Caio Cunha organiza lideranças do Alto Tietê em ato contra o pedágio

Na manhã de domingo, o prefeito de Mogi das Cruzes, Caio Cunha (Pode) organizou um ato com lideranças políticas da região para protestar contra a decisão do governo do Estado de instalar praças de pedágio em estradas de responsabilidade do município. O ato aconteceu em uma parada para viajantes na estrada Mogi-Dutra (SP-88), próximo ao local onde poderá ser instalada a praça de cobrança.

Dentre os participantes, estiveram os prefeitos de Ferraz de Vasconcelos, Priscila Gambale (PSD), e de Arujá, Luiz Antonio de Camargo (PSD); os deputados estaduais Estevam Galvão (DEM) e Marcos Damásio (PL); o deputado federal Marco Bertaiolli (PSD-SP), membros da Câmara de Vereadores de Mogi das Cruzes e do secretariado municipal.

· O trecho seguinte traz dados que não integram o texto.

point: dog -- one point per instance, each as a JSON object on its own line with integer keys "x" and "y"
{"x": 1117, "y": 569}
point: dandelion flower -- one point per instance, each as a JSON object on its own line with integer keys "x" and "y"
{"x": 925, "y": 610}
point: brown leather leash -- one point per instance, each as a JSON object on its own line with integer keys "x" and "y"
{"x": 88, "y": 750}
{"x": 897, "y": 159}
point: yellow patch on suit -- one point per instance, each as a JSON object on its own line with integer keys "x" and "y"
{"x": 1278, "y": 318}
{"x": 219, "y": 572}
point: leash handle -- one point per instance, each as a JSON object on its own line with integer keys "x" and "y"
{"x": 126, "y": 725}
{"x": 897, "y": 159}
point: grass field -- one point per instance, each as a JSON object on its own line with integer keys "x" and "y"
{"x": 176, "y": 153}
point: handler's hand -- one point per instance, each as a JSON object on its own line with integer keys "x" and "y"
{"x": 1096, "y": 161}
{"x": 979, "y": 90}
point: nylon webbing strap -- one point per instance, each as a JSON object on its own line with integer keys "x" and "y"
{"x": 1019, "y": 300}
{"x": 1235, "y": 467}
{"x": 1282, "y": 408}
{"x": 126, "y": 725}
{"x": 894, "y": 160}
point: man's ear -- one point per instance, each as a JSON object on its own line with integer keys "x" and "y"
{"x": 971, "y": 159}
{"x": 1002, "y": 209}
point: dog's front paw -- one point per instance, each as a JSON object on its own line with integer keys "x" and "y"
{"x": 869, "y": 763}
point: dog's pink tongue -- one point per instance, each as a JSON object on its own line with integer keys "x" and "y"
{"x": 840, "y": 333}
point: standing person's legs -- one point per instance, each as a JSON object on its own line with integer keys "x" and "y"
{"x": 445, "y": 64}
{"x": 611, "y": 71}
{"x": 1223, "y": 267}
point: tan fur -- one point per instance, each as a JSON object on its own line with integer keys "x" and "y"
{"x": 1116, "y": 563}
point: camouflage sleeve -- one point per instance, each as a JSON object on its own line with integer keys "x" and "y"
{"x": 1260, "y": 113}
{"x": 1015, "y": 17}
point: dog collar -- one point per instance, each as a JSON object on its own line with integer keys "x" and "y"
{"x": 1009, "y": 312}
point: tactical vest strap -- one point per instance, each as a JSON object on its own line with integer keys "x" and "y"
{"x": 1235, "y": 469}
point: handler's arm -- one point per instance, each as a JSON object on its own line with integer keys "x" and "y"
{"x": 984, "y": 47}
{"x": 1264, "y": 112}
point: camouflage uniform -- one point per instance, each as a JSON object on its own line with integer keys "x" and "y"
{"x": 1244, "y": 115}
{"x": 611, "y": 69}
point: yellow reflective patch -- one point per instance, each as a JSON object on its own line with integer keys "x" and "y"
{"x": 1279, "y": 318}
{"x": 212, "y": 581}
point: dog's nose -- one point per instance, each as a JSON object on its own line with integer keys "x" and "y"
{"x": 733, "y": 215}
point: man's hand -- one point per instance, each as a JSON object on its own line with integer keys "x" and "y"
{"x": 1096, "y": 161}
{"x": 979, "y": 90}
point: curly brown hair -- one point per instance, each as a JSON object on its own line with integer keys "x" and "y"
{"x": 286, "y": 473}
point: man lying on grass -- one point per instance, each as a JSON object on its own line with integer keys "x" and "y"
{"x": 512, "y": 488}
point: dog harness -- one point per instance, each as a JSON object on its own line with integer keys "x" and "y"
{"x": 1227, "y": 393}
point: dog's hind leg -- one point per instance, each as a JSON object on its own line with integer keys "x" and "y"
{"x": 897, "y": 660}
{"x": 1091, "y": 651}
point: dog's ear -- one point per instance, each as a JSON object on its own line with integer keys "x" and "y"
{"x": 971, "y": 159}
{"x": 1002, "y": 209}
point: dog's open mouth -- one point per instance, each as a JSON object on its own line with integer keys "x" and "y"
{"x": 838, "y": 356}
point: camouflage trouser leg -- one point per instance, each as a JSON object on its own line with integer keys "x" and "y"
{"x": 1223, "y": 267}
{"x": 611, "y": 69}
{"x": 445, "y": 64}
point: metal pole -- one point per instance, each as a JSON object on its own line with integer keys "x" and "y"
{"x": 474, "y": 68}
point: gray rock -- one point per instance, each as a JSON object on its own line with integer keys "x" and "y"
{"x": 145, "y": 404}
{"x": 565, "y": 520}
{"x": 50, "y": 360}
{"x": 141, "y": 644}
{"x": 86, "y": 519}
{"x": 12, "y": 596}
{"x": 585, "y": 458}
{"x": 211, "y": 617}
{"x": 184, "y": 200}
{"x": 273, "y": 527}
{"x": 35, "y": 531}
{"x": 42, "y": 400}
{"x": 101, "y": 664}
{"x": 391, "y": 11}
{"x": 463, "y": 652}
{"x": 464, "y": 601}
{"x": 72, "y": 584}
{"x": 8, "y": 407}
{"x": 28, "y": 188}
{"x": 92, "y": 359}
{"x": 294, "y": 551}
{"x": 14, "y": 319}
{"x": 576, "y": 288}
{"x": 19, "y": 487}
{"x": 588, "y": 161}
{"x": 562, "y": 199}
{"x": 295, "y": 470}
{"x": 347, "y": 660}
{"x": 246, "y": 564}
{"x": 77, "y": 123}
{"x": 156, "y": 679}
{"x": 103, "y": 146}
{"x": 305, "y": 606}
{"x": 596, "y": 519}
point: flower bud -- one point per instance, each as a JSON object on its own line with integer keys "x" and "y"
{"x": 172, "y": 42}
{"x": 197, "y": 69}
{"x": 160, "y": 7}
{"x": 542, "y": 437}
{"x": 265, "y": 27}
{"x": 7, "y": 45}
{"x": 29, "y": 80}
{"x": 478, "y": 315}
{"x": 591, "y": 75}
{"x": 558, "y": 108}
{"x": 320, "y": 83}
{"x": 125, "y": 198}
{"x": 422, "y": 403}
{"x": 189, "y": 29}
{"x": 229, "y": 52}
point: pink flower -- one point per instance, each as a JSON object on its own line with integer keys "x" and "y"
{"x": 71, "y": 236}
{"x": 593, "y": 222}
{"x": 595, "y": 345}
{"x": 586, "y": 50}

O ato foi o primeiro movimento unificado de lideranças da região após o anúncio feito pela Agência de Transporte do Estado de São Paulo (Artesp), órgão que regula o transporte intermunicipal no Estado, ocorrido na última sexta-feira. Durante o anúncio, foram prometidas cinco praças de pedágio, sendo uma na Mogi-Dutra, na altura do km 40, e outra na Mogi-Bertioga (SP-98), na altura do km 95.

Em seus discursos, os prefeitos da região colocaram-se terminantemente contra o governo estadual. "Eles podem lançar editais, podem afirmar que serão um, dois ou três pedágios, mas enquanto eu for prefeito isso não vai acontecer. Vamos continuar lutando visceralmente para impedir esse absurdo", declarou o prefeito de Mogi, horas mais tarde em suas redes sociais.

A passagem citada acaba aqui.